Ele defende que em comarcas pequenas e em casos sensíveis, como nas audiências de custódia e processos da Lei Maria da Penha e varas de família, seja adotado o sistema presencial.
Renata Gil diz que a AMB foi a primeira a pedir inclusão digital nos tribunais e que o atendimento presencial tem sido realizado quando o problema não é superável. Ela afirma ainda que não há registro de casos de prejuízo junto ao CNJ.
"O avanço não pode ser impedido por alguma situação que seja excepcional. As nossas forças têm que estar canalizadas para a inclusão digital e não para o impedimento da utilização do teletrabalho e do processo digital", diz.
Clara Mota, da Ajufe Mulheres, acrescenta: "ninguém está dizendo que a Justiça vai passar a operar somente em nuvem, que não vai ter juiz nas localidades. O que a gente está querendo é uma tradução do que já está acontecendo".
Para a ministra Maria Cristina Peduzzi, presidente do TST (Tribunal Superior do Trabalho), o teletrabalho foi uma necessidade imposta pela pandemia que não pode, entretanto, ser transformado em algo ordinário para atender interesses corporativos, pois a presença do juiz é uma determinação da Constituição Federal.
"Só por meio de uma emenda constitucional poderia alterar essa condição do juiz residir na comarca. Se o juiz é a presença do Estado na área onde exerce a jurisdição, é porque para julgar ele precisa conhecer como vive aquela comunidade e qual é a realidade ali existente."
"Não identifico qualquer interesse para o jurisdicionado em que o magistrado se ausente da jurisdição e despache por meio de videoconferência. Não é a mesma coisa. Não é o adequado. O interesse institucional está ausente", conclui Peduzzi.
O juiz Luiz Antonio Colussi, presidente da Anamatra (Associação Nacional dos Magistrados da Justiça do Trabalho), que defende a regulamentação do teletrabalho com autonomia para os tribunais, diz que a percepção no meio é que houve um ganho qualitativo nas decisões, apesar de haver obstáculos na produção de provas.

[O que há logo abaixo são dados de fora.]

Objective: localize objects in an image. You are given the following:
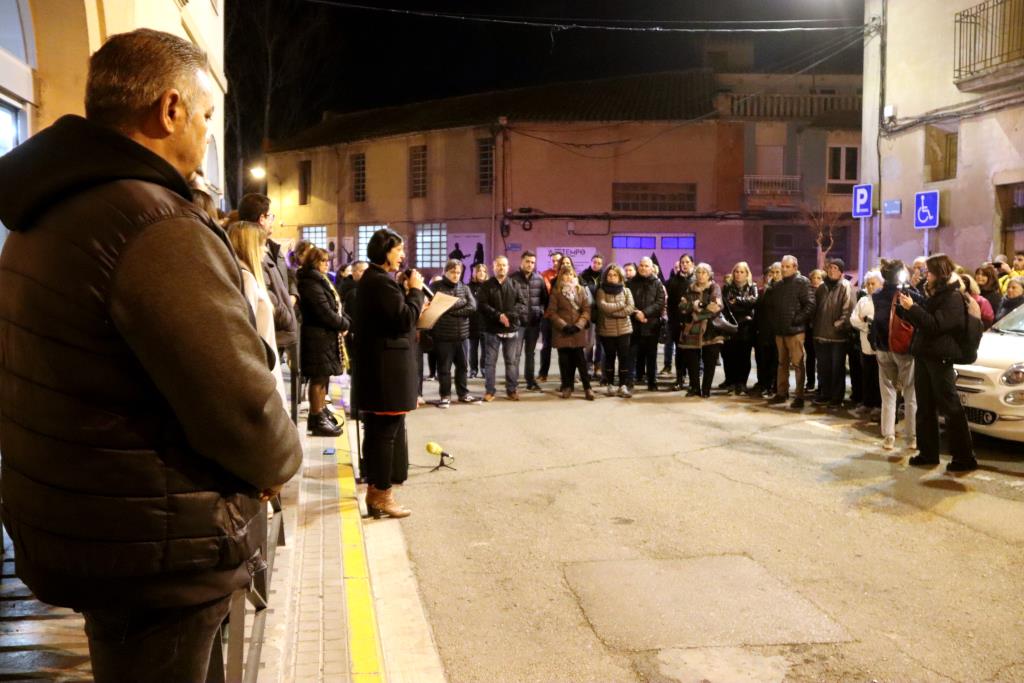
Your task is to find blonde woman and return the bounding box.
[546,259,594,400]
[227,220,288,403]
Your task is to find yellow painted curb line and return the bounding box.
[335,432,386,683]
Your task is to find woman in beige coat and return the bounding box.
[597,263,636,398]
[546,267,594,400]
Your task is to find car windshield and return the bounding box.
[992,306,1024,335]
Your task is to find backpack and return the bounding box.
[954,292,985,366]
[889,293,913,353]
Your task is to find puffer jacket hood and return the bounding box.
[0,116,191,232]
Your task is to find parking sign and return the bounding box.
[913,189,939,230]
[852,184,873,218]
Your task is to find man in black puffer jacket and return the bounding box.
[766,255,814,410]
[0,29,302,681]
[509,251,548,391]
[627,256,665,391]
[433,259,476,408]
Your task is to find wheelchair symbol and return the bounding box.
[918,195,935,225]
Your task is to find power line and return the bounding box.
[306,0,863,34]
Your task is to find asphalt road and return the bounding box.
[385,368,1024,683]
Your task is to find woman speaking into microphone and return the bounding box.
[352,228,423,517]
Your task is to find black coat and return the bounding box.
[476,278,526,335]
[0,116,302,608]
[509,270,550,328]
[432,278,476,342]
[352,265,423,413]
[766,274,815,337]
[297,268,350,378]
[626,275,665,337]
[896,286,968,360]
[722,283,758,341]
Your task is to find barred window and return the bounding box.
[302,225,327,249]
[476,137,495,195]
[299,159,313,206]
[409,144,427,198]
[355,224,387,261]
[416,223,447,268]
[611,182,697,211]
[349,152,367,202]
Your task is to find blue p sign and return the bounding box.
[852,184,873,218]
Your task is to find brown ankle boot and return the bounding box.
[367,485,413,518]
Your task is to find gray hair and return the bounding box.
[85,29,210,128]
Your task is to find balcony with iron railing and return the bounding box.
[743,175,802,197]
[716,92,861,119]
[953,0,1024,91]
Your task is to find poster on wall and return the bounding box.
[537,247,597,272]
[447,232,490,282]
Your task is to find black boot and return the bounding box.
[306,413,341,436]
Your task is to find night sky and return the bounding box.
[225,0,863,200]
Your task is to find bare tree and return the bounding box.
[800,189,846,268]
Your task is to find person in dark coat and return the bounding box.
[352,227,424,517]
[660,254,693,378]
[476,256,526,402]
[627,256,665,391]
[469,263,487,379]
[0,29,302,683]
[722,261,758,396]
[767,255,815,410]
[896,254,978,473]
[433,259,476,408]
[297,247,350,436]
[509,251,548,391]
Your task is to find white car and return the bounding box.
[956,306,1024,441]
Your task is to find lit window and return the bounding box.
[349,152,367,202]
[416,223,447,268]
[302,225,327,249]
[476,137,495,195]
[355,225,387,261]
[409,144,427,198]
[611,182,697,211]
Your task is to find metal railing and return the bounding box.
[743,175,801,195]
[719,93,861,119]
[953,0,1024,82]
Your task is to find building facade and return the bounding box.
[267,70,860,280]
[861,0,1024,267]
[0,0,227,249]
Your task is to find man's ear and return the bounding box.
[159,88,185,135]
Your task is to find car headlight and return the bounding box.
[999,362,1024,386]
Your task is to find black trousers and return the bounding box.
[362,413,409,490]
[913,357,975,463]
[682,344,721,396]
[558,346,590,390]
[754,336,778,390]
[519,325,551,386]
[722,337,754,387]
[630,332,657,387]
[860,351,882,408]
[434,341,469,398]
[537,318,551,377]
[601,335,633,388]
[82,595,231,683]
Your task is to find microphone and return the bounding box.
[427,441,455,460]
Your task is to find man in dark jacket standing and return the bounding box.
[476,256,526,402]
[813,258,853,409]
[510,251,548,391]
[766,255,814,410]
[0,29,302,681]
[627,256,665,391]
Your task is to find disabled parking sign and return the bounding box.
[913,189,939,230]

"A avaliação feita pelos colegas é que conseguem realizar um trabalho adequado e alguns afirmam que a qualidade da decisão melhora, porque tem mais tempo para elaborar. A grande dificuldade está ainda na colheita das provas, isso sim é o que exige mais, porque às vezes a internet não funciona".
Já o Conselho Nacional da OAB (Ordem dos Advogados do Brasil) defende o modelo presencial para as audiências, com os juízes nas comarcas, e o uso do plenário virtual nas sustentações orais.
"Ainda não se inventou um modelo que se possa fazer uma audiência trabalhista ou de custódia com o nível de confiança, de contato, de controle que uma testemunha, por exemplo, tem que ter", afirma o presidente nacional da OAB, Felipe Santa Cruz.
As sessões do plenário do CNJ devem ser retomadas em fevereiro, dando continuidade ao debate.